Is Dark Mode Better For Your Eyes?

Is dark mode better for your eyes? See what blue light may have to do with it, what research says, and how to treat and prevent eye symptoms.

Healthline
That’s why you need to use night light feature which make color warmer
That does work to lower the strain in your eyes (coming a person that has had one in their phone for years now) but as far as i know, that is mostly meant to lower the amount of blue light coming from your display, as to not affect your sleep cycles
I fucking hate dark mode so much. Reading for a short period always burns the text into my eyes like staring at a light bulb for too long.
That’s exactly it. If you are reading in dark mode and look away, you can still see the phantom text. Its like staring at the sun and then closing your eyes (don’t do this, its dangerous)
Dark mode actually makes my eyes relax and I feel less prone to headaches and eye fatigue.
Depends what you’re doing. If you’re not doing intensive reading it’s okay. If your eyes are more tired with light mode, it just means the night light filter, or the brightness isn’t adjusted right.
Thanks, I’ll show this when my pals go berserk about getting “flashbanged”

Light mode only "clicked" for me when I set my monitor's brightness all the way down.
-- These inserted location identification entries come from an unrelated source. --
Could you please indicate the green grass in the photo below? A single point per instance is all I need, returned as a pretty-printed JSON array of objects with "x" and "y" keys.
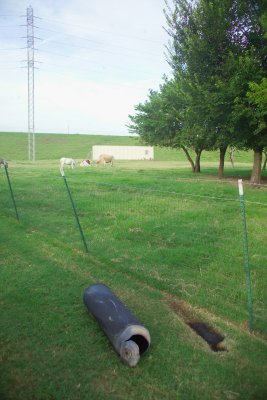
[{"x": 158, "y": 235}]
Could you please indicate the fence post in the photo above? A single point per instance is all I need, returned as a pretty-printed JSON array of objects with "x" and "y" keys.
[
  {"x": 246, "y": 257},
  {"x": 11, "y": 192},
  {"x": 75, "y": 212}
]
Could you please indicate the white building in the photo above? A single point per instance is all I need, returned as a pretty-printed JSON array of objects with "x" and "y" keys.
[{"x": 124, "y": 152}]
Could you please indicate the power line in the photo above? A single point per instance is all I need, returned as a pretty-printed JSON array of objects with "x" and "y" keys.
[
  {"x": 100, "y": 30},
  {"x": 31, "y": 67}
]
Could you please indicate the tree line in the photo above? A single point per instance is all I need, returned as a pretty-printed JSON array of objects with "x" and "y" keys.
[{"x": 216, "y": 96}]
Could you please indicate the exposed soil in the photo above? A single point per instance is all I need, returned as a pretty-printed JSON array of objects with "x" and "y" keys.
[{"x": 201, "y": 328}]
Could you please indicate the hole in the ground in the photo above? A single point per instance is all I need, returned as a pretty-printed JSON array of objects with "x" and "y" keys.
[
  {"x": 188, "y": 314},
  {"x": 213, "y": 338}
]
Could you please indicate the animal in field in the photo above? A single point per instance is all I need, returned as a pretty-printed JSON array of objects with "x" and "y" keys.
[
  {"x": 3, "y": 162},
  {"x": 105, "y": 159},
  {"x": 66, "y": 161},
  {"x": 85, "y": 163}
]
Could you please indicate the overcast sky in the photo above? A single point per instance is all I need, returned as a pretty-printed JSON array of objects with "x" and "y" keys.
[{"x": 98, "y": 58}]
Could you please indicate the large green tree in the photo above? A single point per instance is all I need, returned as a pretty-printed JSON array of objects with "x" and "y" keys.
[{"x": 217, "y": 52}]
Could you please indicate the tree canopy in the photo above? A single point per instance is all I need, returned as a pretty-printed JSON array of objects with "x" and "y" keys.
[{"x": 216, "y": 96}]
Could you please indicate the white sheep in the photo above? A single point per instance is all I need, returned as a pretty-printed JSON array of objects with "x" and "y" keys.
[{"x": 67, "y": 161}]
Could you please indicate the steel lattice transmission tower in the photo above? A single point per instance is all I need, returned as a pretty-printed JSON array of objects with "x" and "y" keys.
[{"x": 31, "y": 67}]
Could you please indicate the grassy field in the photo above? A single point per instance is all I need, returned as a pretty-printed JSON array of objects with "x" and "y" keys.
[{"x": 168, "y": 243}]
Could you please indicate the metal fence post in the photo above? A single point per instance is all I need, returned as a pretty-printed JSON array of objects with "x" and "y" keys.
[
  {"x": 11, "y": 192},
  {"x": 246, "y": 256},
  {"x": 75, "y": 212}
]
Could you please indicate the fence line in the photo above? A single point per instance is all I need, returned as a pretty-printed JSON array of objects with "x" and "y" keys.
[{"x": 188, "y": 244}]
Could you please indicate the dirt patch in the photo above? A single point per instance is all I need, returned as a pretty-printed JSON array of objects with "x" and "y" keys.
[{"x": 201, "y": 328}]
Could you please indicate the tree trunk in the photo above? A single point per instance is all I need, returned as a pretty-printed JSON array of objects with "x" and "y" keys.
[
  {"x": 221, "y": 164},
  {"x": 189, "y": 158},
  {"x": 197, "y": 163},
  {"x": 265, "y": 161},
  {"x": 256, "y": 171}
]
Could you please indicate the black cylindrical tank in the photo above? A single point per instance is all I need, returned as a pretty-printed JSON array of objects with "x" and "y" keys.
[{"x": 128, "y": 336}]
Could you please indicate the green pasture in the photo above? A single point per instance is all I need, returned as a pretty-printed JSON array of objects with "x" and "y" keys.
[{"x": 168, "y": 242}]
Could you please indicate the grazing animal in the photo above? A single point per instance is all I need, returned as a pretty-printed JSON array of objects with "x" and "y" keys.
[
  {"x": 105, "y": 159},
  {"x": 66, "y": 161},
  {"x": 86, "y": 163},
  {"x": 3, "y": 162}
]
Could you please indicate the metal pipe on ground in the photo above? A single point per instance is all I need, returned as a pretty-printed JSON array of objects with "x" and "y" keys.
[{"x": 127, "y": 335}]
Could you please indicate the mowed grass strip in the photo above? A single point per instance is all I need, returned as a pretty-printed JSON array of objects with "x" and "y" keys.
[{"x": 154, "y": 250}]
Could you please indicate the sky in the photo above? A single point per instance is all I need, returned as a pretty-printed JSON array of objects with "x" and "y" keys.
[{"x": 95, "y": 60}]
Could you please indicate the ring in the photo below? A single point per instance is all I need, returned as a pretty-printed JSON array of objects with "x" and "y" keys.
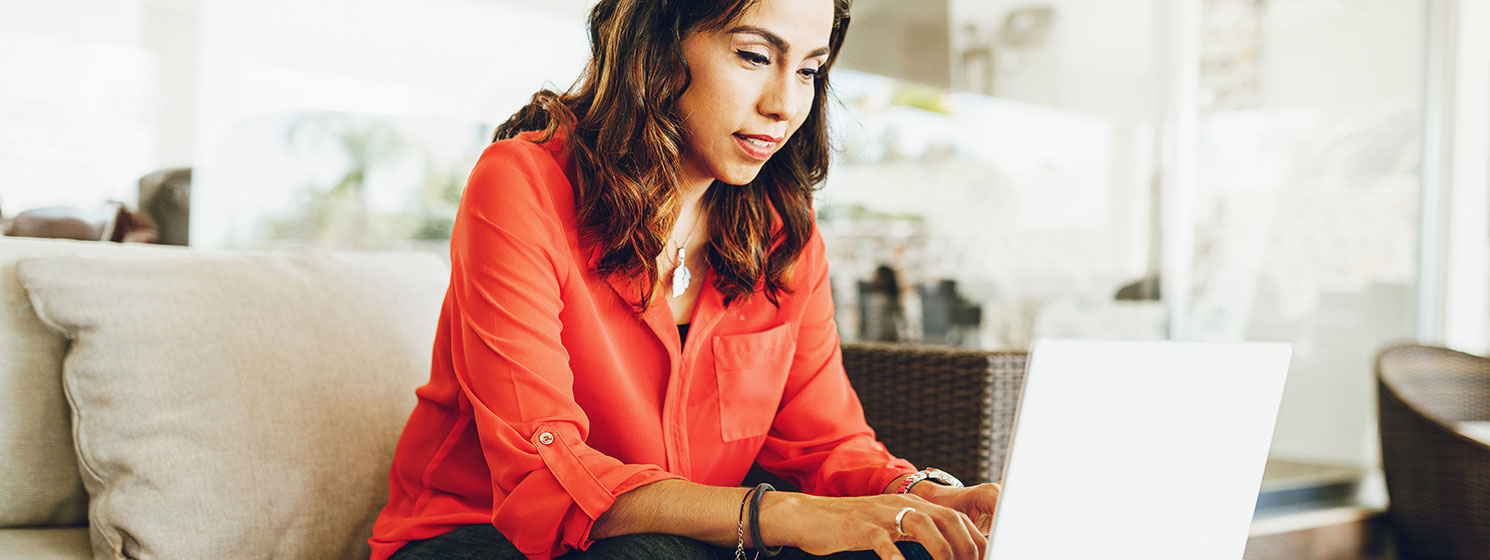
[{"x": 900, "y": 517}]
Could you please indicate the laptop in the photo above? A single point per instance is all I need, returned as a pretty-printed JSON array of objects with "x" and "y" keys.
[{"x": 1137, "y": 450}]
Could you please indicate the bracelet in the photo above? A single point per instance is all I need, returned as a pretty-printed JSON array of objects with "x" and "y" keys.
[
  {"x": 739, "y": 529},
  {"x": 754, "y": 520}
]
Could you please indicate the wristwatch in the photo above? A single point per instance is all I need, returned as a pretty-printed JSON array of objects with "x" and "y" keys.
[{"x": 933, "y": 474}]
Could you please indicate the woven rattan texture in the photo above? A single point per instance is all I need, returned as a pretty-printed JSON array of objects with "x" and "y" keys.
[
  {"x": 939, "y": 407},
  {"x": 1438, "y": 480}
]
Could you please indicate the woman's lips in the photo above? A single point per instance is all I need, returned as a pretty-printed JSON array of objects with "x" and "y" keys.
[{"x": 757, "y": 146}]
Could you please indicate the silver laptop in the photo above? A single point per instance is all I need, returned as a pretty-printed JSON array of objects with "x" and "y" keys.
[{"x": 1139, "y": 450}]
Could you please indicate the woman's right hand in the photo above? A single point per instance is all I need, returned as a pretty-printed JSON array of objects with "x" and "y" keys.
[{"x": 823, "y": 526}]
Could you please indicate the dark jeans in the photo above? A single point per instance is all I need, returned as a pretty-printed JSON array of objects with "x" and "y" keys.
[{"x": 484, "y": 542}]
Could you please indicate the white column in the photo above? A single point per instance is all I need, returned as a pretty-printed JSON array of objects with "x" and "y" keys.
[{"x": 1466, "y": 253}]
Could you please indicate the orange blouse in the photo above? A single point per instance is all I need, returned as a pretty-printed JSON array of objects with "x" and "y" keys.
[{"x": 547, "y": 396}]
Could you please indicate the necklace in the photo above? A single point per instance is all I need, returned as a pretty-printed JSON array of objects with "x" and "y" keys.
[{"x": 681, "y": 276}]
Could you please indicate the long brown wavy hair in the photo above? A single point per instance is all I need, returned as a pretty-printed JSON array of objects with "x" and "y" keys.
[{"x": 626, "y": 143}]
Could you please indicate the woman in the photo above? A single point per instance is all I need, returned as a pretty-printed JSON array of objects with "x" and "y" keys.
[{"x": 565, "y": 413}]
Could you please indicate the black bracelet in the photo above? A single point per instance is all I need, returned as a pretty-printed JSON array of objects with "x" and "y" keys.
[{"x": 754, "y": 520}]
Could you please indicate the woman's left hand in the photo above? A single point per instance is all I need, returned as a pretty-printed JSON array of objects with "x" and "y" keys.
[{"x": 976, "y": 502}]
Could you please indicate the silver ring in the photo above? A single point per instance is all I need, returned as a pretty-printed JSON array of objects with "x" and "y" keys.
[{"x": 900, "y": 517}]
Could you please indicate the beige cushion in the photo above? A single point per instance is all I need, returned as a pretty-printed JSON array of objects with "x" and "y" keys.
[
  {"x": 39, "y": 483},
  {"x": 45, "y": 544},
  {"x": 239, "y": 405}
]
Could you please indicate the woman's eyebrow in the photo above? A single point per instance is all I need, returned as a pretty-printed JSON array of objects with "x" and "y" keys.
[{"x": 775, "y": 39}]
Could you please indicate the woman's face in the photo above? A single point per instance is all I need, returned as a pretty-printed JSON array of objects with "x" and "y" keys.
[{"x": 751, "y": 87}]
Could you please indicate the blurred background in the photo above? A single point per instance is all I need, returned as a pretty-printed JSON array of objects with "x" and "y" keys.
[{"x": 1310, "y": 172}]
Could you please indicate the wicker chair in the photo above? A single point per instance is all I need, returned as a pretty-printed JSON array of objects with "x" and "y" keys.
[
  {"x": 939, "y": 407},
  {"x": 1438, "y": 478}
]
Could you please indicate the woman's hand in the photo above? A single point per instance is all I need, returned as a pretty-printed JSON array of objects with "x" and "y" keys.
[
  {"x": 821, "y": 526},
  {"x": 976, "y": 502}
]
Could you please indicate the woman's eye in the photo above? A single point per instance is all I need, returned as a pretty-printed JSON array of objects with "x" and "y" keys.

If you're getting "flashbanged" turn that brightness down. It helps (or maybe my monitor is just really fucking bright)

Except Discord which somehow manages to have the worst light theme ever created by mankind. I have no idea how anyone can use light mode without going mad. Everything else's fine.

I’ve been using the internet a long time before dark mode was a thing. I’ve served my time by dealing with too much white, everywhere, that blinds me whenever it came up suddenly.

Focusing your eyes (and to a lesser extent, adjusting your iris to changing brightness) is like making a fist.

In a day’s reading, that’s happening about 30,000 times. Bit of a strain. What can we do to cut down that number or lessen the amount of muscle-force needed? Keep your irises closed down. Happens in photography all the time. Small iris-openings means a wider depth-of-field. Focused for 1m, with a small iris setting, objects at .5 and 1.5m might appear sharply focused. A really wide-open iris setting, and suddenly only objects at .9 to 1.1m are in focus.

Your eye sweeps the page/screen as you read a line. It’s unlikely that surface is perfectly curved so every letter is exactly the same distance from your eye, so a little focusing might be needed from the left, through the middle, to the right of the line. (That’s where they came up with the 30k estimate.)

So if we could pick an ideal, minimal iris opening to minimize that re-focusing during the scan, wouldn’t it be easier on our eyes?

And how do we get that minimal iris opening? With a brighter average scene. Light mode. Or perhaps “light-ish mode.” As many people have pointed out, extremes aren’t our friends. But we need contrast to read, we just don’t need it to be at 11 all the time.

YMMV. @HousePanther, you might need glasses. Strain=bad, but cyclical strain vs steady-state strain might be worse. You do you, I’m sticking with white or light backgrounds.